Tuesday 12pm, 17 October 2017
Shot Orientation Controls for 360 Video • Bifröst: Visualizing Embedded Systems Behavior
Amy Pavel and Will McGrath
PhD Candidates - UC Berkeley and Stanford University
Amy Pavel on "Shot Orientation Controls for Interactive Cinematography with 360 Video"
Virtual reality filmmakers creating 360° video currently rely on cinematography techniques that were developed for traditional narrow field of view film. They typically edit together a sequence of shots so that they appear at a fixed orientation irrespective of the viewer’s field of view. But because viewers set their own camera orientation they may miss important story content while looking in the wrong direction. We present new interactive shot orientation techniques that are designed to help viewers see all of the important content in 360° video stories. Our viewpoint-oriented technique reorients the shot at each cut so that the most important content lies in the the viewer’s current field of view. Our active reorientation technique lets the viewer press a button to immediately reorient the shot so that important content lies in their field of view. We present a 360° video player which implements these techniques and conduct a user study which finds that users spend 5.2-9.5% more time viewing (manually labeled) important points of the scene with our techniques compared to the traditional fixed-orientation cuts. In practice, 360° video creators may label important content, but we also provide an automatic method for determining important content in existing 360° videos.
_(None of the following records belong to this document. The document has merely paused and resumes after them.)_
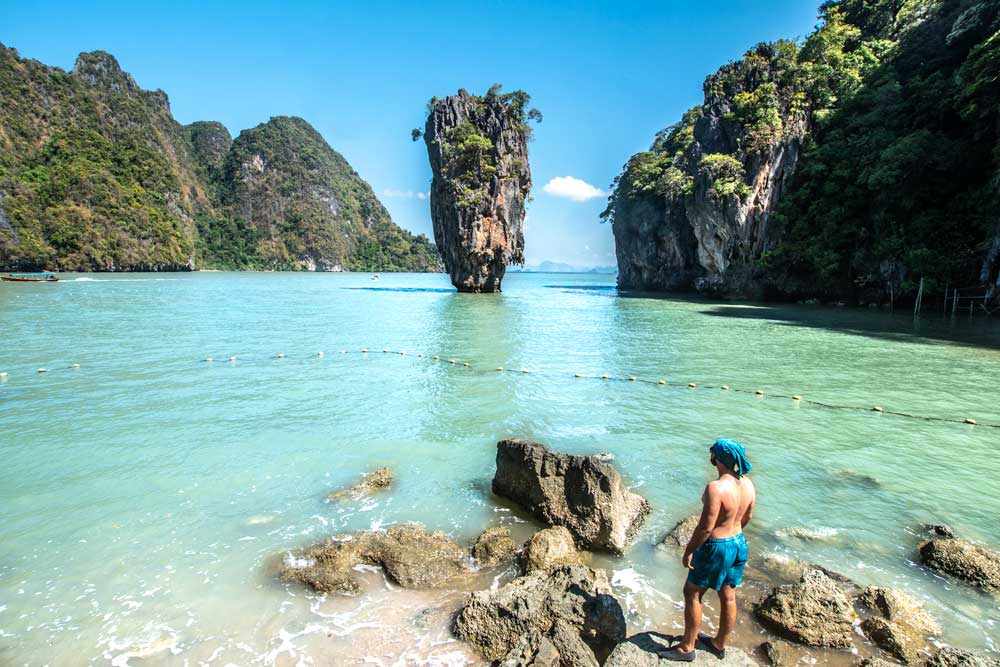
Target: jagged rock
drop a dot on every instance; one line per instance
(902, 626)
(532, 650)
(814, 611)
(899, 607)
(877, 662)
(571, 605)
(954, 657)
(478, 150)
(961, 559)
(582, 493)
(371, 482)
(710, 219)
(494, 546)
(780, 653)
(681, 534)
(896, 639)
(549, 548)
(409, 554)
(642, 650)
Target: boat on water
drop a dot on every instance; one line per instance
(40, 277)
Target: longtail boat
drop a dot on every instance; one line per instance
(40, 277)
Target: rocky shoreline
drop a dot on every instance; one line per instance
(547, 605)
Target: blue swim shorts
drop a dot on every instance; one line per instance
(719, 562)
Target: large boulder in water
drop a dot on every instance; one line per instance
(410, 556)
(642, 650)
(814, 611)
(478, 150)
(583, 493)
(961, 559)
(571, 606)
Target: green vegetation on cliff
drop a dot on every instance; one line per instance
(95, 174)
(883, 127)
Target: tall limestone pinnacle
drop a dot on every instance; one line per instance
(478, 150)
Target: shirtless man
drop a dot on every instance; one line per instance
(717, 552)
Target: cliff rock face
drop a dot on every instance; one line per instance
(830, 168)
(96, 175)
(694, 211)
(478, 150)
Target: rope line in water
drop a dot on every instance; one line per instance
(450, 362)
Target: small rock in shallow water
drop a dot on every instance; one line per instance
(962, 559)
(410, 556)
(571, 605)
(954, 657)
(371, 482)
(549, 548)
(814, 611)
(681, 534)
(494, 546)
(642, 650)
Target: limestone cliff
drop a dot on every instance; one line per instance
(97, 175)
(478, 150)
(694, 211)
(852, 166)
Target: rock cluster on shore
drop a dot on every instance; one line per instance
(558, 612)
(583, 493)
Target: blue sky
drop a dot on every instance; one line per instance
(606, 76)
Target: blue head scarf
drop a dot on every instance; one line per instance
(732, 455)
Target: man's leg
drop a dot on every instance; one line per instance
(692, 615)
(727, 615)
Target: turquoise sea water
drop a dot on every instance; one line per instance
(145, 496)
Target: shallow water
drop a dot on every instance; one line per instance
(145, 495)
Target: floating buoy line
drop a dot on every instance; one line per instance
(234, 360)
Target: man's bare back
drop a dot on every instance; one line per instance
(728, 505)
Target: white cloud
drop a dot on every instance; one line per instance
(572, 188)
(405, 194)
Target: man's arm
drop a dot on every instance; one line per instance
(709, 514)
(745, 519)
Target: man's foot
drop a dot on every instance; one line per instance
(676, 655)
(706, 643)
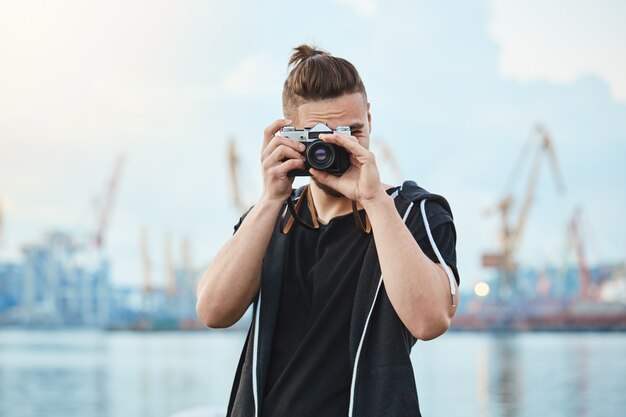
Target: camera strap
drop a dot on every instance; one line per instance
(293, 209)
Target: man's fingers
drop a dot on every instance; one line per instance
(278, 141)
(348, 142)
(272, 129)
(324, 177)
(281, 170)
(283, 152)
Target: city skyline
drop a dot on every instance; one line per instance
(455, 90)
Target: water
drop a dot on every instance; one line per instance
(89, 374)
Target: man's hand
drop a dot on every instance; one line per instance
(279, 155)
(361, 182)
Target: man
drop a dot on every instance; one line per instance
(337, 307)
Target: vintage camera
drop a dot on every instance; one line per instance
(319, 154)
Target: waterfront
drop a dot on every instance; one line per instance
(111, 374)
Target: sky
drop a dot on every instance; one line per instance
(455, 88)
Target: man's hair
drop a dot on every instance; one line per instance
(317, 75)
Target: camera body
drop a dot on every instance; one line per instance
(318, 154)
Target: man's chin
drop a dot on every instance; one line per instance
(331, 192)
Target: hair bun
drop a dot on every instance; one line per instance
(304, 52)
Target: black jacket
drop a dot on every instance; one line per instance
(383, 382)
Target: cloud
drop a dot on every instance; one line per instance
(560, 41)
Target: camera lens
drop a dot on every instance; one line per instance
(320, 155)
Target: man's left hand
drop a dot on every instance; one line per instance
(361, 182)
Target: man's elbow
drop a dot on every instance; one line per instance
(213, 317)
(432, 329)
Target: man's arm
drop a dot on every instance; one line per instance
(231, 281)
(417, 287)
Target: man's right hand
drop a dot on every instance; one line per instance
(279, 155)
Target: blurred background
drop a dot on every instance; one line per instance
(129, 147)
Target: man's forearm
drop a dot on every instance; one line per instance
(233, 277)
(417, 287)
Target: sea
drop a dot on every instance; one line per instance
(80, 373)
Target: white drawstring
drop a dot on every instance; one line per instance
(255, 351)
(437, 253)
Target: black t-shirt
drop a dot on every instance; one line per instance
(310, 369)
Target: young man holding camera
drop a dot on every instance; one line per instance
(345, 278)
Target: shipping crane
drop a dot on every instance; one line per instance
(107, 206)
(148, 286)
(575, 241)
(513, 229)
(234, 169)
(170, 273)
(1, 224)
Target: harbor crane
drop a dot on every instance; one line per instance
(107, 206)
(575, 241)
(512, 229)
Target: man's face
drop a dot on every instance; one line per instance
(347, 110)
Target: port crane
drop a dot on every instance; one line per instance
(234, 168)
(107, 206)
(512, 229)
(575, 241)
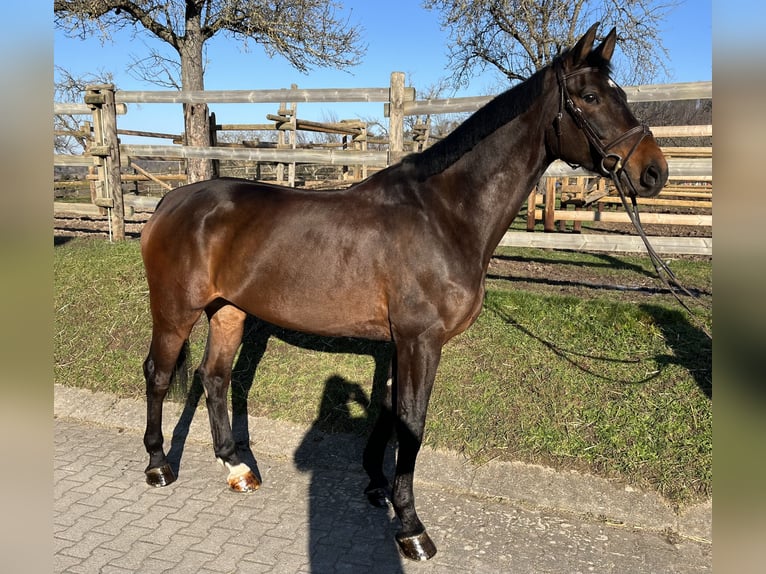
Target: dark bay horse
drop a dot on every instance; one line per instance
(399, 257)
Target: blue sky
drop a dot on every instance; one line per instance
(400, 36)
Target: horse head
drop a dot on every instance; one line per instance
(595, 128)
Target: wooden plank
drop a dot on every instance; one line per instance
(260, 96)
(666, 92)
(701, 203)
(72, 160)
(71, 109)
(609, 243)
(679, 167)
(145, 173)
(622, 217)
(329, 157)
(656, 92)
(682, 131)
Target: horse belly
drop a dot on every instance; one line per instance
(316, 297)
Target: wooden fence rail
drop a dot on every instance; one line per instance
(105, 104)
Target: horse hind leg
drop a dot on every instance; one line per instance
(163, 358)
(224, 338)
(378, 491)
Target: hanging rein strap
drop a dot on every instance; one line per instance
(613, 165)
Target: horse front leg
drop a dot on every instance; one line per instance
(379, 490)
(417, 361)
(224, 338)
(164, 351)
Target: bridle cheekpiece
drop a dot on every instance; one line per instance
(611, 164)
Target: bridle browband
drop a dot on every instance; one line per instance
(612, 165)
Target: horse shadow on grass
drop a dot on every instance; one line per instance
(691, 347)
(345, 531)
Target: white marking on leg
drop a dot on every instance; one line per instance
(237, 469)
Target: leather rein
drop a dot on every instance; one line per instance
(612, 165)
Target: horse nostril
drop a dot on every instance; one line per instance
(651, 176)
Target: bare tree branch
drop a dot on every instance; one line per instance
(518, 37)
(306, 33)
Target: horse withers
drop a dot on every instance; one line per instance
(400, 256)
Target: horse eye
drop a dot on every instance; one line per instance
(590, 98)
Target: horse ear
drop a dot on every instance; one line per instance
(606, 48)
(584, 45)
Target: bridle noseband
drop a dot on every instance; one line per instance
(611, 164)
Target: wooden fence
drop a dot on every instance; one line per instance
(560, 188)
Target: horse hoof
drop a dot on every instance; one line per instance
(160, 476)
(379, 497)
(246, 482)
(416, 547)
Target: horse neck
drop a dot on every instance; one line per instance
(493, 173)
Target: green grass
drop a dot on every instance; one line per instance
(603, 383)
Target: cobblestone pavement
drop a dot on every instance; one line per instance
(310, 516)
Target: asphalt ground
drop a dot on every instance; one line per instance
(310, 514)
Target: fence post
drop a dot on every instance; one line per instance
(396, 118)
(106, 151)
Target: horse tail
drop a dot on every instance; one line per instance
(179, 380)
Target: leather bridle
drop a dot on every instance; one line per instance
(612, 165)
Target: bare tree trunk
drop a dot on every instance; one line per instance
(196, 121)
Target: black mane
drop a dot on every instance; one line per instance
(495, 114)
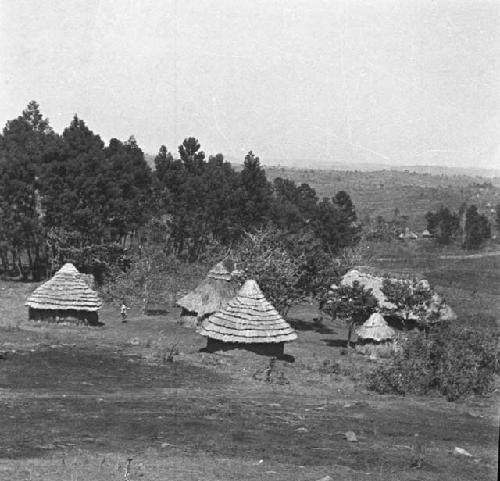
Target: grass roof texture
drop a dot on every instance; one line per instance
(376, 329)
(248, 318)
(67, 290)
(214, 292)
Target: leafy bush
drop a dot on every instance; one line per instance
(454, 361)
(354, 304)
(267, 262)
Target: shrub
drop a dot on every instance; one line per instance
(354, 304)
(265, 260)
(454, 361)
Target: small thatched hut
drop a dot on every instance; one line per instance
(65, 298)
(213, 293)
(248, 321)
(375, 336)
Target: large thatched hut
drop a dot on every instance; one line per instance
(375, 336)
(65, 298)
(213, 293)
(248, 321)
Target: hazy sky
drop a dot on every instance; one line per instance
(343, 81)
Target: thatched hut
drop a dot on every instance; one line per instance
(375, 336)
(213, 293)
(248, 321)
(65, 298)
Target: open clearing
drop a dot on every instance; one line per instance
(77, 402)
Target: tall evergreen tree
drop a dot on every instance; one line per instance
(477, 228)
(255, 193)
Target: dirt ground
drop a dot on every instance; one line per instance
(80, 403)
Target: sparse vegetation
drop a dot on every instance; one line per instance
(454, 361)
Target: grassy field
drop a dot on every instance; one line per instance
(76, 403)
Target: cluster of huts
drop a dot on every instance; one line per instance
(229, 314)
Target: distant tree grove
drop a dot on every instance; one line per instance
(468, 225)
(71, 196)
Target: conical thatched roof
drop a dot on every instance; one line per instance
(67, 290)
(214, 292)
(248, 318)
(376, 329)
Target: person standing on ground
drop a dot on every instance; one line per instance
(123, 311)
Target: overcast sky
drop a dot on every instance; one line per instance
(403, 82)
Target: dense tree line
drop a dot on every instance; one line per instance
(71, 195)
(467, 226)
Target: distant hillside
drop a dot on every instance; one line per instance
(370, 167)
(413, 190)
(413, 194)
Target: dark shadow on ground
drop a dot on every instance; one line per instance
(314, 325)
(336, 342)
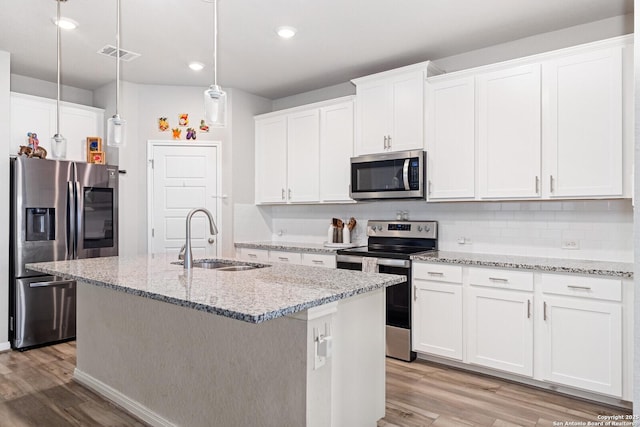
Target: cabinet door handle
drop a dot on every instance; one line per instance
(582, 288)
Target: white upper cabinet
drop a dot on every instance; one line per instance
(390, 110)
(450, 142)
(36, 114)
(336, 149)
(302, 154)
(509, 132)
(583, 125)
(271, 160)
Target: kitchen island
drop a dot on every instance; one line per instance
(231, 348)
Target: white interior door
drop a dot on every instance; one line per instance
(183, 177)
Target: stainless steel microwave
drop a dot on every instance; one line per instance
(398, 175)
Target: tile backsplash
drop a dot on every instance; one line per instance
(582, 229)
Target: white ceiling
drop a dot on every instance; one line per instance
(337, 40)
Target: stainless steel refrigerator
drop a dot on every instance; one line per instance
(60, 210)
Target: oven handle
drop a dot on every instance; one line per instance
(389, 262)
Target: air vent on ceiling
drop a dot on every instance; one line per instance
(125, 55)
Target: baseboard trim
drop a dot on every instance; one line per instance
(133, 407)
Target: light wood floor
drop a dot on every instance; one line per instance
(36, 389)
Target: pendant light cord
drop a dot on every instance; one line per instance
(58, 68)
(215, 42)
(117, 56)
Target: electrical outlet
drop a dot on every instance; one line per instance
(570, 244)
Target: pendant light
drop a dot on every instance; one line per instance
(116, 125)
(215, 99)
(58, 142)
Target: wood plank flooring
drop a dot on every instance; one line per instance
(36, 389)
(427, 394)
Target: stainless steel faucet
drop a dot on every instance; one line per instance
(188, 255)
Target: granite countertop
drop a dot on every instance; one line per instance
(600, 268)
(292, 246)
(252, 296)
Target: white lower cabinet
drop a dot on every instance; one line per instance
(581, 329)
(567, 330)
(500, 329)
(437, 310)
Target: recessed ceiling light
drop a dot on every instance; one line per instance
(286, 32)
(65, 23)
(196, 66)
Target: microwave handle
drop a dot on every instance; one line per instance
(405, 174)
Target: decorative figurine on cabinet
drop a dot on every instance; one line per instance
(163, 124)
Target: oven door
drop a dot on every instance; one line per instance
(398, 304)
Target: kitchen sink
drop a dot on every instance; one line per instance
(225, 265)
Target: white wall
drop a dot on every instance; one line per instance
(36, 87)
(636, 215)
(142, 105)
(5, 149)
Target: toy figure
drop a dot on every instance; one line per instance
(33, 140)
(163, 124)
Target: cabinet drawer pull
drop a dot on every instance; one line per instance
(582, 288)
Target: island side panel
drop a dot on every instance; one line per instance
(358, 372)
(188, 367)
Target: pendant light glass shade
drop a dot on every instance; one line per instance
(116, 125)
(58, 142)
(215, 106)
(215, 99)
(58, 146)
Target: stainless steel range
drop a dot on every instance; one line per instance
(392, 243)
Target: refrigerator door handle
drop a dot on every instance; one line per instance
(70, 219)
(53, 283)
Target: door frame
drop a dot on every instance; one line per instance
(151, 144)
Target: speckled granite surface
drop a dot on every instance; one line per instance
(253, 296)
(289, 247)
(600, 268)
About Amy: Amy is a 5th year PhD student in Computer Science. Her dissertation research focuses on developing new text-based interfaces for navigating videos. Her projects include interfaces for exploring educational lecture videos, films, and video critiques. More recently, she has worked to understand how people view and interact with 360° videos. She is advised by professors Björn Hartmann at UC Berkeley and Maneesh Agrawala at Stanford, and her research is supported by an NDSEG fellowship.
Will McGrath on "Bifröst: Visualizing and Checking Behavior of Embedded Systems across Hardware and Software"
The Maker movement has encouraged more people to start working with electronics and embedded processors. A key challenge in developing and debugging custom embedded systems is understanding their behavior, particularly at the boundary between hardware and software. Existing tools such as step debuggers and logic analyzers only focus on software or hardware, respectively. This paper presents a new development environment designed to illuminate the boundary between embedded code and circuits. Bifröst automatically instruments and captures the progress of the user's code, variable values, and the electrical and bus activity occurring at the interface between the processor and the circuit it operates in. This data is displayed in a linked visualization that allows navigation through time and program execution, enabling comparisons between variables in code and signals in circuits. Automatic checks can detect low-level hardware configuration and protocol issues, while user-authored checks can test particular application semantics. In an exploratory study with ten participants, we investigated how Bifröst influences debugging workflows.
About Will: Will McGrath is a PhD candidate studying Human Computer Interaction at Stanford University and is advised by Prof. Bjoern Hartmann of UC Berkeley. Will graduated from Purdue University with a degree in Computer Engineering before starting his PhD. His research interests include tools to help Makers build and program electronics, IoT / ubiquitous computing, and interaction techniques.